1

I have run a model and with the data I have, I wasn't expecting to produce the best model ever but my residuals are really strange. The outcome variable is number of days going to a website in a month (so discrete 0-30) and I have applied a standard regression. model <- step(lm(day_count_jun ~ vars, data=ml), direction="forward"))) #forward-backward

I have several independent variables and I have chosen (with function step in R) 5 of them. It is the same result if I include only 5 variables and all the variables I have. The adjusted R2 is 0.25 Here is the residual plot I have: enter image description here

Should I understand that one of my coefficients should have a negative sign? Besides, my residuals are not normal.

enter image description here

What can I do to solve this if I don't have more data?

DroppingOff
  • 537
  • 1
  • 4
  • 12

1 Answers1

5

First, the use of step is irrelevant so I'll ignore that below.

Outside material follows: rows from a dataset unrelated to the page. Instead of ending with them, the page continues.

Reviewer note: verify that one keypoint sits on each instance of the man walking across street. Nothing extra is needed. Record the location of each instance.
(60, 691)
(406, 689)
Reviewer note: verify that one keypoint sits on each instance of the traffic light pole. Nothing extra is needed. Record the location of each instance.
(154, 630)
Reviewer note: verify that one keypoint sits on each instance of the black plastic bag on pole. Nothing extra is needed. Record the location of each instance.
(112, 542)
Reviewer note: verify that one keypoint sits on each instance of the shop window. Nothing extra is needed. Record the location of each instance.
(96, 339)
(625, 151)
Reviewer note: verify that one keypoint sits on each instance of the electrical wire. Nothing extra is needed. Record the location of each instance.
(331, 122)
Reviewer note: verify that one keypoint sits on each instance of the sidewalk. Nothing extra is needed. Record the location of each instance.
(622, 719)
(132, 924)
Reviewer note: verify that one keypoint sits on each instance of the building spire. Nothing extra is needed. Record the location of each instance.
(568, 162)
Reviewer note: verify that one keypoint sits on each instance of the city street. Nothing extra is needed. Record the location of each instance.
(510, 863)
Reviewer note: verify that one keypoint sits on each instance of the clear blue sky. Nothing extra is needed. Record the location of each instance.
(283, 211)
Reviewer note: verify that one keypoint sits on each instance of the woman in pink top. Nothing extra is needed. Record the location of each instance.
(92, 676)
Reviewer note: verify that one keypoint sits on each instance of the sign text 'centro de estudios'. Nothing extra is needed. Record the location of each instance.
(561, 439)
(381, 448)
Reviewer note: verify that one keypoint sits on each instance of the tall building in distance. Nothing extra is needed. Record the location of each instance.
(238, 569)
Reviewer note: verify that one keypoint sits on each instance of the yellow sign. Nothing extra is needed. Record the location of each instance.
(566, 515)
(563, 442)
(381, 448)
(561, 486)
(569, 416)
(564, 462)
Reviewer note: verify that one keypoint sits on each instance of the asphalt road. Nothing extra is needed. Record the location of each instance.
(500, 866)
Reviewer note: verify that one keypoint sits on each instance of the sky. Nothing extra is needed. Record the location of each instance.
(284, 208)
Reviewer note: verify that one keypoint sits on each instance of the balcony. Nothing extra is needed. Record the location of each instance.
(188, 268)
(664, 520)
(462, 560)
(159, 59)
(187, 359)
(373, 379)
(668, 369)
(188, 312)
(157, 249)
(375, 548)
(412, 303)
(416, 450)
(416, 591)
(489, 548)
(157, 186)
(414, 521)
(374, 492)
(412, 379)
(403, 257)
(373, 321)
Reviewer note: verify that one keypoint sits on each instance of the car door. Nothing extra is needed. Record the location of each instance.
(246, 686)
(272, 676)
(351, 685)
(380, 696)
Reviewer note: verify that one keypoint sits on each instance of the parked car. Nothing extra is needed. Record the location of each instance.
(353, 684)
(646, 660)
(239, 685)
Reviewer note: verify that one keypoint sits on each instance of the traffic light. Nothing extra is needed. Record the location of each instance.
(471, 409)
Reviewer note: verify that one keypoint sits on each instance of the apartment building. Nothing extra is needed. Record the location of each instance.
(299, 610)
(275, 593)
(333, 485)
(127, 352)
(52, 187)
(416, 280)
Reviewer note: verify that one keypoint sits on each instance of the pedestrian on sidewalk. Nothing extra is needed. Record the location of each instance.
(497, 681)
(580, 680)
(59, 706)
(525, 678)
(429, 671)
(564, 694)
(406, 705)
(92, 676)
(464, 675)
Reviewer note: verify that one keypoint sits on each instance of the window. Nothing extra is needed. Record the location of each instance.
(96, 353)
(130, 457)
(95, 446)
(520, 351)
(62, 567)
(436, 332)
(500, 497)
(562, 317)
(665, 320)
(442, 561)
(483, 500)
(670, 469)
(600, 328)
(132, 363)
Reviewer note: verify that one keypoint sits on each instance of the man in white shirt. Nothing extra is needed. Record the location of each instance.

Second, your dependent variable is integer valued and bounded above and below, so it's rather unlikely that your residuals would ever look Normal. You might therefore try a model that does not assume that they are, such as

mod.bin <- glm(cbind(day_count_jun, 30-day_count_jun) ~ vars, 
               family=binomial, data=ml)

or if you have mostly low counts, a Poisson assumption might be reasonable:

mod.pois <- glm(day_count_jun ~ vars, 
                family=poisson, data=ml)

And if you have a lot of zeros that you think are driven by a separate process, then a zero-inflated or hurdle version of one of these two models might be better. For what it's worth, that's what the histogram says to me.

One of those alternatives should get you a better model, or at least one whose forecasts will not be nonsensical.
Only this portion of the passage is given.